Inappropriate arginine vasopressin levels and hyponatremia associated with cyclic vomiting syndrome.

作者信息

Breinbjerg Anders, Lange Aksel, Rittig Soeren, Kamperis Konstantinos

机构信息

Department of Pediatrics, Aarhus University Hospital, Aarhus, Denmark.

出版信息

Case Rep Gastroenterol. 2015 Jan 17;9(1):20-4. doi: 10.1159/000373884. eCollection 2015 Jan-Apr.

Abstract

We herein describe two children who presented with attacks of severe cyclic vomiting. The primary case was a 2.5-year-old girl with a history of several admissions with vomiting and altered mental status. She was diagnosed with cyclic vomiting syndrome (CVS). During her attacks she developed significant hyponatremia on several occasions, which prompted us to measure plasma arginine vasopressin (AVP) levels during attacks. We found inappropriately high AVP levels with concomitant hyponatremia.
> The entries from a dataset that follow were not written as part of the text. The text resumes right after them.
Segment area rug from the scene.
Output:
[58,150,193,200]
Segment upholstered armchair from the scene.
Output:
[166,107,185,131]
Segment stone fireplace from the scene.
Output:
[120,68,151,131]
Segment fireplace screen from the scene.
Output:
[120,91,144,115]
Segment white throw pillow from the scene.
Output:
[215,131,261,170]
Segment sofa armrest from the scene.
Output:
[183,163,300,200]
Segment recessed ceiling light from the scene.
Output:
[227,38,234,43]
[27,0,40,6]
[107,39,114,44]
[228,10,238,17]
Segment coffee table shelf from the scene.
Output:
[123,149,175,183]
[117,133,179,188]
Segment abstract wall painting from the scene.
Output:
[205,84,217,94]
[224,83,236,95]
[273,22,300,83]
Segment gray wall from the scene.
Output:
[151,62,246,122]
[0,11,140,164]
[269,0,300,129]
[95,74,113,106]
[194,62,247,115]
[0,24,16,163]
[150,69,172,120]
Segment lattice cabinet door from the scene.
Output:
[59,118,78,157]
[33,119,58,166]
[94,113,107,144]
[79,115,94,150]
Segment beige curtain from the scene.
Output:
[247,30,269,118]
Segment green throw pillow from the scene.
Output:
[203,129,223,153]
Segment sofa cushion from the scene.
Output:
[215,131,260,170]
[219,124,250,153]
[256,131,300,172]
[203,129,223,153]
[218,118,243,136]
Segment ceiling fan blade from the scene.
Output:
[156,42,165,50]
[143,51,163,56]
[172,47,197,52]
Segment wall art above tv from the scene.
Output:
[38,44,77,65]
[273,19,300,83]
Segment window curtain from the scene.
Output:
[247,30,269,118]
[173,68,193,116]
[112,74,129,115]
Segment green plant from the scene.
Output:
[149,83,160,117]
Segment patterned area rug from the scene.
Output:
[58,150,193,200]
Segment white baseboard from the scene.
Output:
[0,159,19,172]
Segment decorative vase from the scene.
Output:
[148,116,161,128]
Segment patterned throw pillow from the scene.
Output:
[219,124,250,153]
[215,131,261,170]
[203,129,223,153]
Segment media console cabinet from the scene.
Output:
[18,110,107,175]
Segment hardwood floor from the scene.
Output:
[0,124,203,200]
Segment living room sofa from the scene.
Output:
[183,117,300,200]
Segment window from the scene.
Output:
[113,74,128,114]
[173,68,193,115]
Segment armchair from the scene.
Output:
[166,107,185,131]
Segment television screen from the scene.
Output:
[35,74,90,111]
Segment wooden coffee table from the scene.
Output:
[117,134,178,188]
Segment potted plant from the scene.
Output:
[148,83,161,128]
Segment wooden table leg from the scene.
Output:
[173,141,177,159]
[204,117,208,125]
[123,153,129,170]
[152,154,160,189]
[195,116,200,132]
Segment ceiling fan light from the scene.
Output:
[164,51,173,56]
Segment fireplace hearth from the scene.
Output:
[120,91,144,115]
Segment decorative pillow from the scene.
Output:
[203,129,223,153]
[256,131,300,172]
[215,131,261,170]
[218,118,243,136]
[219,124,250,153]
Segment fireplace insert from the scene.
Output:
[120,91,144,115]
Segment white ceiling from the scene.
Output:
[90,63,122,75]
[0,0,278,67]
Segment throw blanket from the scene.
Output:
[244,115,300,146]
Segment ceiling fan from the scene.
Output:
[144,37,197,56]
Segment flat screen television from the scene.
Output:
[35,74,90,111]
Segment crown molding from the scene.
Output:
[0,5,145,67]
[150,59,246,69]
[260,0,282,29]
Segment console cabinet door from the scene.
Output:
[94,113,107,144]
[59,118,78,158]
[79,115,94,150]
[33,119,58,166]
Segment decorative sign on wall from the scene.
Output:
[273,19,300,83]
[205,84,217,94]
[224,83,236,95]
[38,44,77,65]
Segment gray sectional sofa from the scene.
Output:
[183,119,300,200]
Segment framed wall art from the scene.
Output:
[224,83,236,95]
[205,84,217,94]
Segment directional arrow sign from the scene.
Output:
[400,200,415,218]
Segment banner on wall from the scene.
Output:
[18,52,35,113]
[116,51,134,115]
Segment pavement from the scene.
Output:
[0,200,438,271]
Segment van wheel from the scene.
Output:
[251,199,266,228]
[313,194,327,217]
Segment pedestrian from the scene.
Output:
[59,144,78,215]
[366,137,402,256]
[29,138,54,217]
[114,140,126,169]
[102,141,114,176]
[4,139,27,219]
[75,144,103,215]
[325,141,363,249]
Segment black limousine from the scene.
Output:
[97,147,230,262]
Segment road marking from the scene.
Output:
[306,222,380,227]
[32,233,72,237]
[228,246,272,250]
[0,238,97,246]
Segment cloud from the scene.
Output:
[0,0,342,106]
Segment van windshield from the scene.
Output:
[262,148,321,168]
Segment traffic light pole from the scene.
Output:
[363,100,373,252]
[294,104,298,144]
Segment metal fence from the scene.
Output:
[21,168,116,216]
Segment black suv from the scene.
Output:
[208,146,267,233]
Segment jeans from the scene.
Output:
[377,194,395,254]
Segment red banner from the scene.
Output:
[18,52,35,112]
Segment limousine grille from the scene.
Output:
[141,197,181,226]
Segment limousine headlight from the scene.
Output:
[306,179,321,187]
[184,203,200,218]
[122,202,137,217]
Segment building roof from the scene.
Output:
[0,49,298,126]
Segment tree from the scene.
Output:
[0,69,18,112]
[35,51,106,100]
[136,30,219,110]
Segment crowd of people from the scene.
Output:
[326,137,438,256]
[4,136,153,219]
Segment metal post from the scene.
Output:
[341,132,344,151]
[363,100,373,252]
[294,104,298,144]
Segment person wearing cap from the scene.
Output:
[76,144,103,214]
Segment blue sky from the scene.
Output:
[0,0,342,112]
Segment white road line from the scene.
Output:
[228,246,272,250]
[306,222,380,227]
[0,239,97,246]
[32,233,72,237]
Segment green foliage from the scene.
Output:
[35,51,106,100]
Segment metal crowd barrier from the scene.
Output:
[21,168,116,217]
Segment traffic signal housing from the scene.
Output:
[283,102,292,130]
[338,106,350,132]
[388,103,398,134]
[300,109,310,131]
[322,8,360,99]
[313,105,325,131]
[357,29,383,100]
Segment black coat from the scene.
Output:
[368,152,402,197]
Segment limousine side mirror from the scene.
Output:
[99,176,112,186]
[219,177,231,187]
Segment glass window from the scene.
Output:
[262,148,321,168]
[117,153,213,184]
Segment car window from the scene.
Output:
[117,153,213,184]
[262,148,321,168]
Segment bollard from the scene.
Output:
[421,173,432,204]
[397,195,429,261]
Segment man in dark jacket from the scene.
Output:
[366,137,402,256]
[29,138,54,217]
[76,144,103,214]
We also measured plasma AVP and plasma sodium in another child with CVS who did not develop manifest hyponatremia but showed inappropriately elevated plasma AVP levels. Since the standard treatment of CVS consists of fluids, high plasma AVP levels may lead to dilutional hyponatremia. We would therefore like to emphasize the importance of close assessment of electrolyte levels in patients with CVS to avoid water intoxication.

摘要

我们在此描述两名患有严重周期性呕吐发作的儿童。首例是一名2.5岁女孩,有多次因呕吐和精神状态改变入院的病史。她被诊断为周期性呕吐综合征(CVS)。在发作期间,她多次出现显著的低钠血症,这促使我们在发作期间测量血浆精氨酸加压素(AVP)水平。我们发现AVP水平异常升高并伴有低钠血症。我们还测量了另一名患有CVS但未出现明显低钠血症但血浆AVP水平异常升高的儿童的血浆AVP和血浆钠。由于CVS的标准治疗包括补液,高血浆AVP水平可能导致稀释性低钠血症。因此,我们想强调密切评估CVS患者电解质水平以避免水中毒的重要性。